An Identity for a Gaussian Grassmann integral from Wikipedia

Question

I found this identity on Wikipedia: $$\int\exp\left[\theta^T A\eta+\theta^T J+K^T\eta\right]d\theta d\eta =\det A\exp\left[-K^TA^{-1}J\right],$$

where the integration variables are Grassmann variable, and $A$ is an invertible matrix. Unfortunately the Wikipedia page gives little context, and I'm not clear if $K$ and $J$ are also supposed to be Grassmann variables.

Does anybody know how to prove this identity?

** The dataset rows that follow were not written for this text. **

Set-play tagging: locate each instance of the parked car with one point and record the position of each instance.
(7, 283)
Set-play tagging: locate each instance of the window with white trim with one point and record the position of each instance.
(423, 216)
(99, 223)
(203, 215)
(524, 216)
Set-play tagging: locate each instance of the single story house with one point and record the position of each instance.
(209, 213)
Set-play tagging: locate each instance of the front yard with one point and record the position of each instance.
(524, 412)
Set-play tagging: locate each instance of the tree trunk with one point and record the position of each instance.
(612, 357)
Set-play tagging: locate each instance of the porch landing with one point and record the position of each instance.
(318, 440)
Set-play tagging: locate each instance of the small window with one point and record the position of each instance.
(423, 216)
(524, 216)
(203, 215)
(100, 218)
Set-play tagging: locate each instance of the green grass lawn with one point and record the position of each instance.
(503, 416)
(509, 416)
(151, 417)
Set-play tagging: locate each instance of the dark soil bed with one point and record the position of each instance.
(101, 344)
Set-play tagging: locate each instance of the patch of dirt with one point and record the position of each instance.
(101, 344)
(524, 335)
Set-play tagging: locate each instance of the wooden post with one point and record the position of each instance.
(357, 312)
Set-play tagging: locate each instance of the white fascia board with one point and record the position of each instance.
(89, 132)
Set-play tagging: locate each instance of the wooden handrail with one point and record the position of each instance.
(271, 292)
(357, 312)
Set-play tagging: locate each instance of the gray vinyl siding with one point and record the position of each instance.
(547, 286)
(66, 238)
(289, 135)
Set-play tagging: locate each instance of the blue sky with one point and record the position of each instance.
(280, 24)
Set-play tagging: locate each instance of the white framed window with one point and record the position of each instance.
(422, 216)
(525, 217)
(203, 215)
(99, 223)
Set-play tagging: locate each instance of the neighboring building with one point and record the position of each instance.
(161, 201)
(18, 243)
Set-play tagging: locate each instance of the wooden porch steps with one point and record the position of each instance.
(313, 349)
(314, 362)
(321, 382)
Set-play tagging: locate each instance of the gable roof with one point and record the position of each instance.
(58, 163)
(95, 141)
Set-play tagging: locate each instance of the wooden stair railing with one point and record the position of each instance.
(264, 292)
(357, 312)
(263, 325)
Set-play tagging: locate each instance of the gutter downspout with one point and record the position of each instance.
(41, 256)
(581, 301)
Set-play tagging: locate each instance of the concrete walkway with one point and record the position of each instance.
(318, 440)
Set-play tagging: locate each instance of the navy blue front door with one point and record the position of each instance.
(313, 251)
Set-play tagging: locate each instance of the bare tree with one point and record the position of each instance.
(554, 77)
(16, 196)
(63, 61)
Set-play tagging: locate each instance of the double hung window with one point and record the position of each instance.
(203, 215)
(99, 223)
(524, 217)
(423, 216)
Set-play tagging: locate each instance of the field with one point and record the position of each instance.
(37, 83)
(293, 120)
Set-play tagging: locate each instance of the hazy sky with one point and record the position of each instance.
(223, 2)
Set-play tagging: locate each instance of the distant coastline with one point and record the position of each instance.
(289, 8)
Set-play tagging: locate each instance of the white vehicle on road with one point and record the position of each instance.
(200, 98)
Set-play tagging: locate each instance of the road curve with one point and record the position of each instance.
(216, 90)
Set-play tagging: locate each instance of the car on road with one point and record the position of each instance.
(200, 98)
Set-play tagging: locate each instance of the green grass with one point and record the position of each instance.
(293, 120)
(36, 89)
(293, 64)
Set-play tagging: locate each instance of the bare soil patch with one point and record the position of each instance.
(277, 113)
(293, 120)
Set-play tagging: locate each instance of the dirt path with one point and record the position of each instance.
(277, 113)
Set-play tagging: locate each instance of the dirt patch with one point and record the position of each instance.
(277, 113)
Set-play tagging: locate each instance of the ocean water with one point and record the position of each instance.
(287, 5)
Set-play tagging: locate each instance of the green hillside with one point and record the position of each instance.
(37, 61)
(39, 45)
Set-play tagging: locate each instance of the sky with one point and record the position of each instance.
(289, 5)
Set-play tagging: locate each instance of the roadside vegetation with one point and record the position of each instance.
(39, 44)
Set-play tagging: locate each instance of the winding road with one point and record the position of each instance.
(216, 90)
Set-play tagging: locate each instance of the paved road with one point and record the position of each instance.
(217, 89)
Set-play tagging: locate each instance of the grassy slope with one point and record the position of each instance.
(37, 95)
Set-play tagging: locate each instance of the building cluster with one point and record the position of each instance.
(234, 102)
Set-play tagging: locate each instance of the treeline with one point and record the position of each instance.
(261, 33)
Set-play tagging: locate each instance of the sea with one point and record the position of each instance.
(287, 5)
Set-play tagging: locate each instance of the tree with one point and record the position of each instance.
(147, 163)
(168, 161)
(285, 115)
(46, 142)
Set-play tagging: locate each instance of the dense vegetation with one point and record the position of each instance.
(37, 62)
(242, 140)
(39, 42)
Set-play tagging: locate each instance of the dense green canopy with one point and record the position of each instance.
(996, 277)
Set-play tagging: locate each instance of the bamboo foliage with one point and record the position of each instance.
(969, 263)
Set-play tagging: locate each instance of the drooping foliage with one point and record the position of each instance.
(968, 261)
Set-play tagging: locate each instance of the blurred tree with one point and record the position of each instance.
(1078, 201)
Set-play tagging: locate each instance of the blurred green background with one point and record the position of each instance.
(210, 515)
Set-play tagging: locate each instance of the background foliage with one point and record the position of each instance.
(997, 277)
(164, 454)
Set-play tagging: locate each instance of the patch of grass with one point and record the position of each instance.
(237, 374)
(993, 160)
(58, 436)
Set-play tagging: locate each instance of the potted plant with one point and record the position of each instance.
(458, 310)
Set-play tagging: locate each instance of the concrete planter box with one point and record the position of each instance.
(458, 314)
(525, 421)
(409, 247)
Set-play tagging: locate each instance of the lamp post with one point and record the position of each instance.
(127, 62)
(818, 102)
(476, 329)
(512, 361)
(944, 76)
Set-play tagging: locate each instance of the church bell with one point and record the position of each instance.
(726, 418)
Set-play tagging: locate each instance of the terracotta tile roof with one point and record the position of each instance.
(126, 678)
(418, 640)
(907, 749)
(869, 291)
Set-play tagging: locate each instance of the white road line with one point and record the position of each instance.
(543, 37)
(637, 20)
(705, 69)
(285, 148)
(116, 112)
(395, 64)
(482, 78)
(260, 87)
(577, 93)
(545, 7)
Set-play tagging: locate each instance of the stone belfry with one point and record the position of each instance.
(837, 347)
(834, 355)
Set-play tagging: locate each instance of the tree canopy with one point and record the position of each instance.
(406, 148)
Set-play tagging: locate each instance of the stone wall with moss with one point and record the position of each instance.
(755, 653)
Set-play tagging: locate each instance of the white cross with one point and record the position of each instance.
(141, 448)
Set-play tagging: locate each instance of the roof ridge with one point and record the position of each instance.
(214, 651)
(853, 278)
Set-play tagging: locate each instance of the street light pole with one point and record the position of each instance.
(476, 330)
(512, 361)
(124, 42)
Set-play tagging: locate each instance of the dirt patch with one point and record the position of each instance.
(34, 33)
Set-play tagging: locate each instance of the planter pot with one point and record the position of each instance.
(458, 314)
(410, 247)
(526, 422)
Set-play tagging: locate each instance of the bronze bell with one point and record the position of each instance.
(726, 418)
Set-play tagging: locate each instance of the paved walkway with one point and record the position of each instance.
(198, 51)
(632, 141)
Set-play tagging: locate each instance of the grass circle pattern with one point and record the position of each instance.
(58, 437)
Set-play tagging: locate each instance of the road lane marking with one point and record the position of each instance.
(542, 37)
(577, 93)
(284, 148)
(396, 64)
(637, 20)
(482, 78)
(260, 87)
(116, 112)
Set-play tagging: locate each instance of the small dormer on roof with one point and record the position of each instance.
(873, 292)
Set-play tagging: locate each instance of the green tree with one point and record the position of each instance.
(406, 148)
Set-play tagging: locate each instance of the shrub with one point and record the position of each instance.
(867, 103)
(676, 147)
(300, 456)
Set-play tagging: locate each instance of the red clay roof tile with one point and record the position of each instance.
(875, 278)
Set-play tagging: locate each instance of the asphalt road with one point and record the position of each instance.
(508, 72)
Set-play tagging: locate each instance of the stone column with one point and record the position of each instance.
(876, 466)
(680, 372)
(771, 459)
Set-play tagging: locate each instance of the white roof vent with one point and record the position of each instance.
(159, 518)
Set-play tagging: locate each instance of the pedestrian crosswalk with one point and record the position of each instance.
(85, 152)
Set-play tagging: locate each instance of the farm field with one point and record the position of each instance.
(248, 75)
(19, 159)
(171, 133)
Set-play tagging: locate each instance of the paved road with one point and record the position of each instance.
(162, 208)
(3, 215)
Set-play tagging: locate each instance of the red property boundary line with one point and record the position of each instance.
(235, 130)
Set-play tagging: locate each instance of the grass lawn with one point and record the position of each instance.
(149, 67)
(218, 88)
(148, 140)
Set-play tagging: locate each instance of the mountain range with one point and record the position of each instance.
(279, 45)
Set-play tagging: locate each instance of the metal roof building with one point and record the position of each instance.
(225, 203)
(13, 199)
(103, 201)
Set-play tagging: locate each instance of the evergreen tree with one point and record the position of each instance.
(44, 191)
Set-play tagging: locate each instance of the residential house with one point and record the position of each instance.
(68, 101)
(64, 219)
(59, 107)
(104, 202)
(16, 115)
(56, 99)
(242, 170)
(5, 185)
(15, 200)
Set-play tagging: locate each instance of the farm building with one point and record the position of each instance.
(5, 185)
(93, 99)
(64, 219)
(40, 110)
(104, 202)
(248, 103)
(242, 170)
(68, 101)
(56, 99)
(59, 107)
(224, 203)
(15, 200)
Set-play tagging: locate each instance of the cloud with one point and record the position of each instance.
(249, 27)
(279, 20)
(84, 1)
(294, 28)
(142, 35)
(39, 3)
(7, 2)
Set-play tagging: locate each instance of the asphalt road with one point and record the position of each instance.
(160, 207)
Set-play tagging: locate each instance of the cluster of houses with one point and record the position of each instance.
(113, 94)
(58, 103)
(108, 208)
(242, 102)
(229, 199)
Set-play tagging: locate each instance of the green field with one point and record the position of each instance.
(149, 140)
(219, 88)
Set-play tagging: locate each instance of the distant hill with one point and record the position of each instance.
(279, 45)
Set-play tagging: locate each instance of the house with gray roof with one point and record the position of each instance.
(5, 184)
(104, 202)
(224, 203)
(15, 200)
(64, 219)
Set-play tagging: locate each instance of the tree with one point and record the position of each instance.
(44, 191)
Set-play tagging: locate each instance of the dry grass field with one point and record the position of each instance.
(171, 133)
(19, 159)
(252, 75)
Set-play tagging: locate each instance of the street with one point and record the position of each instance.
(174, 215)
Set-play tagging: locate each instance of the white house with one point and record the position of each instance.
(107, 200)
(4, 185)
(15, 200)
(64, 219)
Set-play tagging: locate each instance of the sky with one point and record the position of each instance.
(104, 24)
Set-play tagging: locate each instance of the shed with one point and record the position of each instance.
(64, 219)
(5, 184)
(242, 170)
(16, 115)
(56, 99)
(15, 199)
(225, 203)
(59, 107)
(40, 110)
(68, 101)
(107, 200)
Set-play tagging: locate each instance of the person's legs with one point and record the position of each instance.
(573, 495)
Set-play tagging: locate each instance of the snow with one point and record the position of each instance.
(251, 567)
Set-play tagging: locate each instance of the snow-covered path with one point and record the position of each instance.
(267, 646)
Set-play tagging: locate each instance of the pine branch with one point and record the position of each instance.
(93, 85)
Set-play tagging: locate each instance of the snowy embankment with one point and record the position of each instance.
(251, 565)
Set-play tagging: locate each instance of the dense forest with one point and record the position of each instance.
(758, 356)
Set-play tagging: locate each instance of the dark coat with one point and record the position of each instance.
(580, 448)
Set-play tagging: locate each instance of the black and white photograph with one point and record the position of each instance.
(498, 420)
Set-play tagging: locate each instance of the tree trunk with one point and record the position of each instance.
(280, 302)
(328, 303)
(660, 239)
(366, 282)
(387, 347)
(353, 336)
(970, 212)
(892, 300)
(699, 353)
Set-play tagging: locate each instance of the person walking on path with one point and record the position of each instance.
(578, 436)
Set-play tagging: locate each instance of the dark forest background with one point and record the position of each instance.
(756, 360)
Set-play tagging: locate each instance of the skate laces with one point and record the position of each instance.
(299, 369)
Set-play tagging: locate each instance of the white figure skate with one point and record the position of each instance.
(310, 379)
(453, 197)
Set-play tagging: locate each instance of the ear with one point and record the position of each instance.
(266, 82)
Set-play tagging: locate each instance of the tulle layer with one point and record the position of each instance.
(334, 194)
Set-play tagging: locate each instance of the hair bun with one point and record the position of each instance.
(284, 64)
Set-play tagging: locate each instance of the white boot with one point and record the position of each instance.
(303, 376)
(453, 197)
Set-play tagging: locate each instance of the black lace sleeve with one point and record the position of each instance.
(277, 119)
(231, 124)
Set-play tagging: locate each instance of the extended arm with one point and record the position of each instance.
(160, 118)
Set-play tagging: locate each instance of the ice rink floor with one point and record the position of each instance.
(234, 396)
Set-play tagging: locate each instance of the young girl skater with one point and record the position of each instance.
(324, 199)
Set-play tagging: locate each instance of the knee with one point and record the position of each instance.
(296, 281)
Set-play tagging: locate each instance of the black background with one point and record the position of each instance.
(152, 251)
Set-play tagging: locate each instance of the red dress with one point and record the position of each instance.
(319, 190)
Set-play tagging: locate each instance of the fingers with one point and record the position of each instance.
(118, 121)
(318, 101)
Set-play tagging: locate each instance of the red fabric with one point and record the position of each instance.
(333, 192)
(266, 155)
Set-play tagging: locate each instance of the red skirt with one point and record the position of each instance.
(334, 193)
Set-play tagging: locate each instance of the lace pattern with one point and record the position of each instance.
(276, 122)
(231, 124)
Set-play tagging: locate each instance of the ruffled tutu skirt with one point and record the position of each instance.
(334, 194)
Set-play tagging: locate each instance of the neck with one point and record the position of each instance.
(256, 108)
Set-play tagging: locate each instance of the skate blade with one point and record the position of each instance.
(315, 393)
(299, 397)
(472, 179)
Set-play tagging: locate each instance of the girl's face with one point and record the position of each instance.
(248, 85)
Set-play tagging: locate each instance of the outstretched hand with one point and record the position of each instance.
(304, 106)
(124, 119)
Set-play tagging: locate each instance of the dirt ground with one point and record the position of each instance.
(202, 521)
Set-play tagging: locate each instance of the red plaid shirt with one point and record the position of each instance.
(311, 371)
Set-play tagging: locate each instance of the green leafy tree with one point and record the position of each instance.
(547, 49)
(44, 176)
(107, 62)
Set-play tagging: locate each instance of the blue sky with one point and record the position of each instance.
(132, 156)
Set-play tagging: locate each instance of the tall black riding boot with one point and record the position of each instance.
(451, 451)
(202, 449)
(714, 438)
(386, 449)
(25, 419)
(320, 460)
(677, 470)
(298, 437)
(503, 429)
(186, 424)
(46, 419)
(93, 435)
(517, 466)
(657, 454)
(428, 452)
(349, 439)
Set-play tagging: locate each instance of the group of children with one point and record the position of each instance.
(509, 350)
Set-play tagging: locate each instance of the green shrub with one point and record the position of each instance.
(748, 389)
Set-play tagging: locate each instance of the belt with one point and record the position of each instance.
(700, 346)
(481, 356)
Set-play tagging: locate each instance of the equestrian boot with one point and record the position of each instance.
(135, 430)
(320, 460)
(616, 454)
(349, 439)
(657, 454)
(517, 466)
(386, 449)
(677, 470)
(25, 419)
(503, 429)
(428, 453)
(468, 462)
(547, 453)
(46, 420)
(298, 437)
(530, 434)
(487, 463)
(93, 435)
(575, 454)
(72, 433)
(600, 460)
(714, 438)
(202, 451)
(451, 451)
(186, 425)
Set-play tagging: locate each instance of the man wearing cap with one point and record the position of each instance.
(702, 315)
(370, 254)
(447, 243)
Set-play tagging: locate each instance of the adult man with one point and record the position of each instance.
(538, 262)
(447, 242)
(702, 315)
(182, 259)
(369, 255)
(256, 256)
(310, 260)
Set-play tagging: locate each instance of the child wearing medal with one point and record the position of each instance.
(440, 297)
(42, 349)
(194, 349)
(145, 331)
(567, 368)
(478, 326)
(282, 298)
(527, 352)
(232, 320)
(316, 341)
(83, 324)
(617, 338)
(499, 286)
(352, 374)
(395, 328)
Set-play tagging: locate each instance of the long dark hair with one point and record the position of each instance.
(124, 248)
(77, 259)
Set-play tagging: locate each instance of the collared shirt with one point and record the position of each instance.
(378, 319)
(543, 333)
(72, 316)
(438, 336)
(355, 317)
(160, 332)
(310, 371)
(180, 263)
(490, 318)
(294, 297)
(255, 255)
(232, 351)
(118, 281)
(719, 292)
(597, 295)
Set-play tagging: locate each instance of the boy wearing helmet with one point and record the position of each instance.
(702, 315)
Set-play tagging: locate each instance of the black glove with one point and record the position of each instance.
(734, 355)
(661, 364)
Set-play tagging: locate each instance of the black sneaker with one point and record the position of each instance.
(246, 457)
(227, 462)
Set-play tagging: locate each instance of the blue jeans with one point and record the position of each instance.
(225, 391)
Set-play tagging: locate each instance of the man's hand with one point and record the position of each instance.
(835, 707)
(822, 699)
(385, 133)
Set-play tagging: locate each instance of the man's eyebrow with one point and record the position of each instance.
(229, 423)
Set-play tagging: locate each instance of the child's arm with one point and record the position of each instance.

The source is: https://en.wikipedia.org/wiki/Grassmann_integral#Gaussian_integrals_over_Grassmann_variables

Answer 1

Hint: Complete the square:

$$\begin{align} &\int\!d^n\theta ~d^n\eta\exp\left[\theta^T A\eta+\theta^T J+K^T\eta+K^TA^{-1}J\right] \cr ~=~& \int\!d^n\theta ~d^n\eta\exp\left[(\theta^T+K^TA^{-1})A(\eta+A^{-1}J)\right] \cr ~=~& \int\!d^n\theta ~d^n\eta\exp\left[\theta^TA\eta\right]\cr ~=~&\det A,\end{align}$$ where the last/third equality is modulo sign conventions. In the second equality is used that Berezin integration is translation invariant.

Answer 2

$J$ and $K$ are $n$-dimensional sources, while $\theta$ and $\eta$ are spinor fields.

I can't provide a complete proof right now, but you might want to take a look here for an explicit calculation of the the analogous case for bosonic fields, which is much simpler.

I'll outline a heuristic derivation of the simpler case of only one spinor field with a single source $J$. In that case the relevant integral is

$\int d\theta \exp\left[-\frac{1}{2}\theta^T A\theta+ J^T\theta\right]$

where $\theta$ is understood to be a vector of $n$ Grassmann variables.

Since Grassmann integrals are invariant with respect to translation of the Grassmann integration variable, it would be nice if there was a transformation that would make the second term independent of $\theta$. Such a transformation is given by

$\theta \rightarrow (\theta - A^{-1}J)^T$,

where we assume that $A$ is anti-symmetric, $A^T = -A$.

Plugging this into the integrand and crunching through the algebra (mostly multiplication and recalling that we also have $J_i\theta_k = - \theta_kJ_i$) yields (up to sign errors)

$\int d\theta \exp\left[-\frac{1}{2}\theta^T A\theta+ J^T\theta\right] = \int d\theta \exp\left[-\frac{1}{2}\theta^T A\theta+ J^TA^{-1}J\right]$.

The second part of the exponent can come outside the integral, while the remaining part can be shown to be equal to the square root of the determinant of $A$.

If the above seems a bit flaky I would appreciate input from someone better acquainted with Grassmann integrals.